こちらには聞かれたくない話だろうか?…だが不運なことに俺にはこの程度の距離をとった内緒話は易々と聞こえてしまうのだ。暫らくして、最大限に声を押し殺したと思われる会話が聞こえてくる。
「仕事だからね、依頼の薬草と薬、一応全部揃えてきたけど…前にも言ったよね?アレ、本気やばいよ?何に使うのさ?」
「一流の運び屋さんは依頼主のすること詮索しないんじゃなかったんですか?」
「他の人ならしないさ。君だから心配してるんだよ…まさか、あの男か?」
「…あは-」
「…ちっ!銀髪の野郎ってぇのはロクなことしやがらねぇ…シスコンの腐れ傭兵野郎だけで充分だっての!」
「偏見いくないです」
「…いやまぁ今のは冗談だとしても、だ。ほんと、あんまり危ないことしちゃ駄目だよ?」
「自分が出来ることと出来ないことの区別くらいつきますよ」
「いや、相当危ない橋を目隠し高速バックダッシュで渡っているように見える」
「破滅願望はない積もりですよ。それに私、デファンスさんより強いですし」
「!俺は真面目にっ!」
「…試してみますか?」
何時もとさほど変わらぬ調子のその言葉を聞いた瞬間、ぞくりと悪寒が身体を駆け巡る。忘れようがない…これは殺気!?
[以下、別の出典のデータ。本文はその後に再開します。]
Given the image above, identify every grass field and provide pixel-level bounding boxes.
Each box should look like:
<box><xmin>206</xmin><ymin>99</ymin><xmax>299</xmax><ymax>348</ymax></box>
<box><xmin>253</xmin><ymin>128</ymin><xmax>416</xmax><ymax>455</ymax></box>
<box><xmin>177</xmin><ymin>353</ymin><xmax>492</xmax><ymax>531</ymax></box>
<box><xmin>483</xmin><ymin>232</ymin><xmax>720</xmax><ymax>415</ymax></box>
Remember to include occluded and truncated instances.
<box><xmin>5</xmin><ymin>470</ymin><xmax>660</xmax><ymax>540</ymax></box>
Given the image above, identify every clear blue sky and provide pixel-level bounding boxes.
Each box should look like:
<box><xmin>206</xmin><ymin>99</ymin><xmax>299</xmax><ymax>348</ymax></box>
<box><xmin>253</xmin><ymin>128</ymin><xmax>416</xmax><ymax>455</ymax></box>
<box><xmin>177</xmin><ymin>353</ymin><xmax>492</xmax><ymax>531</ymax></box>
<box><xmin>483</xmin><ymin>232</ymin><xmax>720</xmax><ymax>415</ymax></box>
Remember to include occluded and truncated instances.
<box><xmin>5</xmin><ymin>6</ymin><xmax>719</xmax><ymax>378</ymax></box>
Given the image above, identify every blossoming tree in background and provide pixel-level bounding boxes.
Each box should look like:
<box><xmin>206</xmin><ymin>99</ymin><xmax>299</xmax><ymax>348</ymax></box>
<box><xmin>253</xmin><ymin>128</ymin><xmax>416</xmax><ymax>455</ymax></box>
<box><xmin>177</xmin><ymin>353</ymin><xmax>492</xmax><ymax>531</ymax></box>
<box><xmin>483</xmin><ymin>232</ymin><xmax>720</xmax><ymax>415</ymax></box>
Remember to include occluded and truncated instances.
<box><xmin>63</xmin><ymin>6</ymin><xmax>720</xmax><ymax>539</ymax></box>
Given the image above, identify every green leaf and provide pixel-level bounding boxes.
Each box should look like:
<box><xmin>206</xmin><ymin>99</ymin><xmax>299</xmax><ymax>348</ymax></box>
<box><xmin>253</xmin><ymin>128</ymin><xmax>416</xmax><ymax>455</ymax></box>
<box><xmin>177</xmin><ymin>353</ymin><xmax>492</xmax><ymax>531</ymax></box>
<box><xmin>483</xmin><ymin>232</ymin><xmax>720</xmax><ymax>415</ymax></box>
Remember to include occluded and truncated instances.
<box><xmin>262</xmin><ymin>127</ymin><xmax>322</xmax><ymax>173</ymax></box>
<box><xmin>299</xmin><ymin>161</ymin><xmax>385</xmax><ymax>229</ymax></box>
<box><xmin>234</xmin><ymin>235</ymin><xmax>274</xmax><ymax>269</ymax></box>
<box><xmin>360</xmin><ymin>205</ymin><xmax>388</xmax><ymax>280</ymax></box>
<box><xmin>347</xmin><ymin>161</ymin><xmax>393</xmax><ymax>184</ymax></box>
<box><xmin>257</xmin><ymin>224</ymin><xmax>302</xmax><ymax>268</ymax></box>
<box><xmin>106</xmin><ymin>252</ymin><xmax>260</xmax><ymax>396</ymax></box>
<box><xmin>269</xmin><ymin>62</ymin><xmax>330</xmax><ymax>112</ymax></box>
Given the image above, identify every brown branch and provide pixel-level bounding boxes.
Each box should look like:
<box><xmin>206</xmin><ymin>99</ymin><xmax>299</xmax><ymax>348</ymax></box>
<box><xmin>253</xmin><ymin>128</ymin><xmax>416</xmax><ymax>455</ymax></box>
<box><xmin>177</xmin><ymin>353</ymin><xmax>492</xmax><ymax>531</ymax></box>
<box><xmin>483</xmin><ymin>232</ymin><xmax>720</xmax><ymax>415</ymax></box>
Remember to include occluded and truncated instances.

殺気に敏感な獣達が一斉に騒ぎだし外が軽いパニックに陥る中、俺は彼等に更に意識を集中させる。
放たれた位置と距離、それに先刻の話の流れ…まさかこの殺気をフィ-アが?そんな疑念が過ったことに起因する無自覚の行為だった。
「………」
勘違いだと思いたいが、壁の向こうの運び屋の彼の発する驚愕と動揺の交ざった気配からして、どうやら間違いないらしい。
「…なんて言ったらどうしますか?」
やたらと明るい声と共に殺気が嘘のように消え去る。
体格に見合わぬ強靱さ、ぽろりと零す俺達のことを何か識っているとしか思えないような発言、更に今の殺気。ただ見た目どおりの少女でないとは前々から思っていたが…それでも深く追求することはひどく躊躇われた。そうしたら今が全部壊れてしまうと思えから。
よく「君と僕との仲」というが、親しくなってしまったからこそ聞けない、聞いてはならないこともある。真相を強く尋ねれば彼女はきっと、今でも時折見せる例の淋しそうな笑顔で全部話してくれるだろう。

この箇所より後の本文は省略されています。